The Sikh Heritage Gala at the New York Pubic Library probably marked the first time an Indian event was held at this beautiful building, with cocktails on the main floor and dinner in the Celeste Bartos Forum. The evening honored three noted Sikhs: Raj Babbar, Member of Parliament and movie actor (he has recently completed a TV series on Maharaja Ranjit Singh which is being shown on Doordarshan); Padmashree Vikramjit Singh Sahney, entrepreneur and educationalist, whose short film ‘Save the Girl Child’ was shown at the festival; and Arpana Caur, artist and humanitarian.

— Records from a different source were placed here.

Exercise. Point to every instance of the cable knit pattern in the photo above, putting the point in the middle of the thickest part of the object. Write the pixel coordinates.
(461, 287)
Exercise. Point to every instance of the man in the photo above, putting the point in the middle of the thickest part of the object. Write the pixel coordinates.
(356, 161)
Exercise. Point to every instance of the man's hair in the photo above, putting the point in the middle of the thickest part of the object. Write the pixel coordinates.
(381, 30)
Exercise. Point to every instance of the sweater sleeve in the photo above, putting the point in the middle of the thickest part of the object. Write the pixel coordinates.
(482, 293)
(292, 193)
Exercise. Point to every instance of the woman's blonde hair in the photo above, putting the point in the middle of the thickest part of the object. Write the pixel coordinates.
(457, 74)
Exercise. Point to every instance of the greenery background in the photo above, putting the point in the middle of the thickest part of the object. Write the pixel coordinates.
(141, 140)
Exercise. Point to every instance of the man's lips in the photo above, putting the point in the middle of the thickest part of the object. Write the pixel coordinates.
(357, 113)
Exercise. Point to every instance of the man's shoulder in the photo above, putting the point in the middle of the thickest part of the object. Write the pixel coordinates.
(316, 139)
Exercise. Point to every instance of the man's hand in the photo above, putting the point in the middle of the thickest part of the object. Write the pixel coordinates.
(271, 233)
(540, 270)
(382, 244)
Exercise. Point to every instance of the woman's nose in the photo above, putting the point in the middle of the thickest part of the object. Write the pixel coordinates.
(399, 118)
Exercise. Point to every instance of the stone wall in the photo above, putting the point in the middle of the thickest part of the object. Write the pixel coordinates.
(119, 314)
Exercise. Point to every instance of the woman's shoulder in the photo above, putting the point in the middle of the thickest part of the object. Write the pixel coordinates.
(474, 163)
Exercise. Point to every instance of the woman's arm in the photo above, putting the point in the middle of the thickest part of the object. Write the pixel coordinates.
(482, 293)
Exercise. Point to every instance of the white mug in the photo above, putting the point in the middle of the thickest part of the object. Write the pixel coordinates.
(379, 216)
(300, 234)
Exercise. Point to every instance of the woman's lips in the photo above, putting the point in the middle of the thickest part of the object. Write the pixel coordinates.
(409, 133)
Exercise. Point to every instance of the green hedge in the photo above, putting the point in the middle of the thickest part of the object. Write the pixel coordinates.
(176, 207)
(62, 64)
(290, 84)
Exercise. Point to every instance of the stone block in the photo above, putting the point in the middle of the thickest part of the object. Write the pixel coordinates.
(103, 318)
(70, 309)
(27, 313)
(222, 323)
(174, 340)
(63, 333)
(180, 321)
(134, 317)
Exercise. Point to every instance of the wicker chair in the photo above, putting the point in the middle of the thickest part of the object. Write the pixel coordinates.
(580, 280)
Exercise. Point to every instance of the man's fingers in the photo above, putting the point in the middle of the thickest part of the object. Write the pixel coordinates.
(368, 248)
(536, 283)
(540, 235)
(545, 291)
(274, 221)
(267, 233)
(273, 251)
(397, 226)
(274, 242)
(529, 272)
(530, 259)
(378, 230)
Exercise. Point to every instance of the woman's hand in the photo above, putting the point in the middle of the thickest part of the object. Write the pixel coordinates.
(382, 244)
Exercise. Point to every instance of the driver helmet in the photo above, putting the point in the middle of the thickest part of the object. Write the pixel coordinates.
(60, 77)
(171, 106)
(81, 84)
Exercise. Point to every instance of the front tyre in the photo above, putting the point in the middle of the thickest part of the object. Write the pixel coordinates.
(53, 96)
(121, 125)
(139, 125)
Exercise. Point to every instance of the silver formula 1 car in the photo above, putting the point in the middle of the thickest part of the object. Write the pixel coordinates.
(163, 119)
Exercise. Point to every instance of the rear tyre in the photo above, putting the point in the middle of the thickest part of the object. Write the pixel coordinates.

Sikh Heritage Gala – Arpana Caur’s Sacha Sauda
Later a painting by Caur, ‘Sacha Sauda’ which was specially created for the event, was auctioned. It went for $16,000 – bought by Ajay Banga, CEO of MasterCard. (He paid for it with his MasterCard, of course!) A cricket bat signed by the Indian cricket team was auctioned for $11,500, half the proceeds of which went to the charity ‘Khushi’.
The highlight of the evening was the throbbing, very danceable music of Sukhbir live. The noted singer, known as the Prince of Bhangra, had especially flown in from Dubai and kept the guests thoroughly engaged. As the gala ended, a lively after-party which lasted till 2 am got into gear. The frentic mix of music, heightened by Bhangra dhols, floated down Fifth Avenue. Quite an evening!